Aleksejs Kupres, a malware analyst at CSIS Security Group, has discovered how an app referred to as “Updates for Samsung” has been installed by more than 10 million customers who have downloaded it from the official Google Play app store. As first reported by ZDNet, the app “promises firmware updates, but redirects users to an advert-crammed website and fees for firmware downloads.”
This is especially concerning no longer only due to the fact; as I write this morning, the app remains to be had for download at Google Play but also because it undermines the message that so a lot of us try to get throughout approximately the importance of retaining up to date with the modern-day updates to your smartphones to stay one step ahead of folks who would do you damage.
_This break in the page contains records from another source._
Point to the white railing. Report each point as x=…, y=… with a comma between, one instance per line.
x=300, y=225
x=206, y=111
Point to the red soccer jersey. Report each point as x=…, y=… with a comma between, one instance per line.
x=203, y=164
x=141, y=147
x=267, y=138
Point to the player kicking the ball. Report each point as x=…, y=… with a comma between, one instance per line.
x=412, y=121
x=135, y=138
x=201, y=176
Installing firmware updates is no longer the simplest way to ensure your tool is running with all the latest features and height performance, but also for security reasons. Anything that devalues the replacement message also weakens the safety stance of your phone. However, there is no inherent malicious cause from the safety angle with the app builders’ aid.
How did this happen?
According to Kupres, the reality that the app was named “Updates for Samsung” and made to be had through the legitimate app store for Android users, which is frequently but wrongly assumed to be a depository of perfectly secure apps, most effectively, turned into the important thing to its success. “It might be incorrect to decide people for mistakenly going to the respectable utility store for the firmware updates after buying a brand new Android tool,” Kuprins stated, “companies frequently package deal their Android OS builds with an intimidating quantity of software program, and it can without difficulty get confusing.
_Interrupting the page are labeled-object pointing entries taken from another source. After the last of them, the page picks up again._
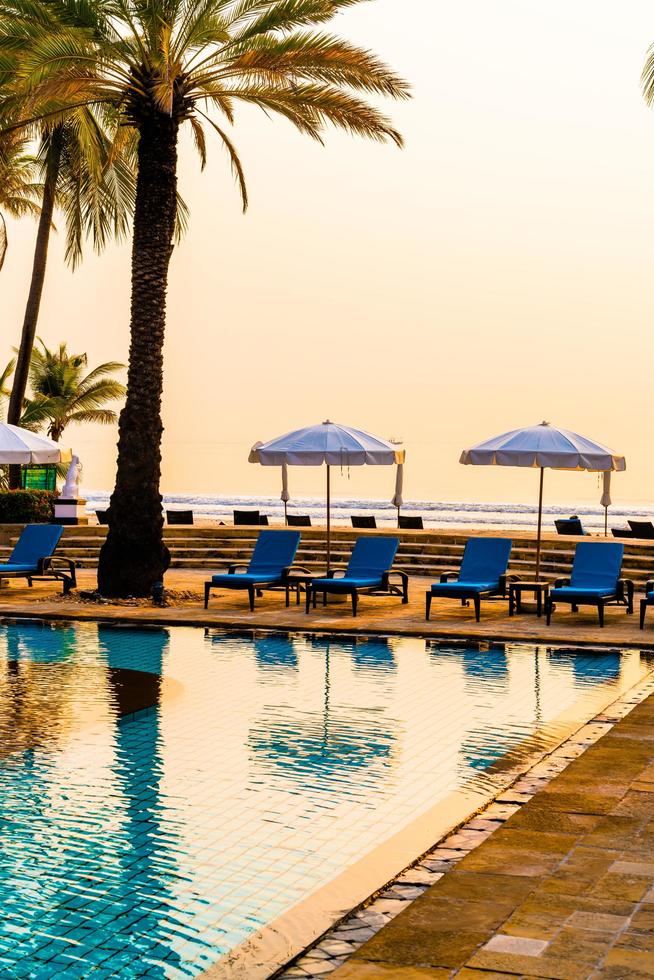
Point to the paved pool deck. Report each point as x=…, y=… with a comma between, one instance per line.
x=376, y=614
x=562, y=889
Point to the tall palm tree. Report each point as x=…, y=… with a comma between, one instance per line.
x=19, y=191
x=162, y=64
x=67, y=395
x=86, y=165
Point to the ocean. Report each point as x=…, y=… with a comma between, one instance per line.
x=435, y=513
” Hardly surprising that new and non-technical users of a Samsung device would possibly look to install an app that guarantees to make what can look like a daunting mission easy and describes its functionality consequently: “Download any OS update for any Samsung tool ever launched, examine the contemporary Android tech information and access the brand new firmware enhancements, Android model updates, Android recommendations, hints, courses & how-to tutorials to test if you may upgrade or update your tool to a new version of the Android OS.”
What did Kuprin discover about the app?
While the app does certainly permit the person to look for firmware particular to their device, Kupres determined it to be “filled with advertisement frameworks,” and distributing Samsung firmware as part of a paid subscription scheme. The app developers aren’t, Kupres said, officially affiliated with Samsung and charging an annual fee of $34.99 to get entry to what’s certainly a free-to-use replacement process. Then there may be additionally the fact that the price technique itself does not take place through the legitimate. At ease, the Google Play subscriptions method, however, as an alternative, asks for credit card info dispatched to another website.
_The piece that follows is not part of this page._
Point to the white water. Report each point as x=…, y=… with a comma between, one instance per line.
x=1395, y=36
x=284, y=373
“There is a shady peculiarity about these firmware downloads,” Kuprins warned, “it does allow registered users to download firmware without cost; however, the download fee is restricted to 56 KBps.” In this manner, a standard firmware download would take at least four hours in preference to simply minutes if downloaded and mounted directly on the handset following the reputable Samsung replace notifications. Kupres also noted that unfastened downloads nearly always failed to complete, “motivating the user to pay for fast downloads through paid premium applications.”
What occurs now?
The researcher concerned has contacted Google to report the application and request its removal from the Google Play Store. However, at the time of writing, it remains available for download. I have even contacted Google for a remark and the app’s builders, and will update this text if and when I receive a response from both. I am mainly involved in how such an app, charging for what is essential, and completely loose, machine updating procedure is controlled to be authorized with Google’s aid inside the first location.
What ought you to do?
While no longer being malicious as such, the software does not appear like what it seems in many consumer evaluations, and the research by Kupres might endorse. My advice would be not to download apps together with this; however, alternatively, observe Samsung’s procedures for downloading updates to be shown on your telephone as a notification and walk you through the simple, speedy, and relaxed method for doing so. If you want to test the status of your tool firmware, clearly navigate to the “Software Update” option in the settings menu and pick out “Download and installation” to check in case you are strolling the contemporary updates; if no longer, then the download will start and the replacement can be finished in a remember of mins. As Kuprins stated, doing so approach ensures that the “updates are assured to come back directly from the seller,” as well as being free of charge.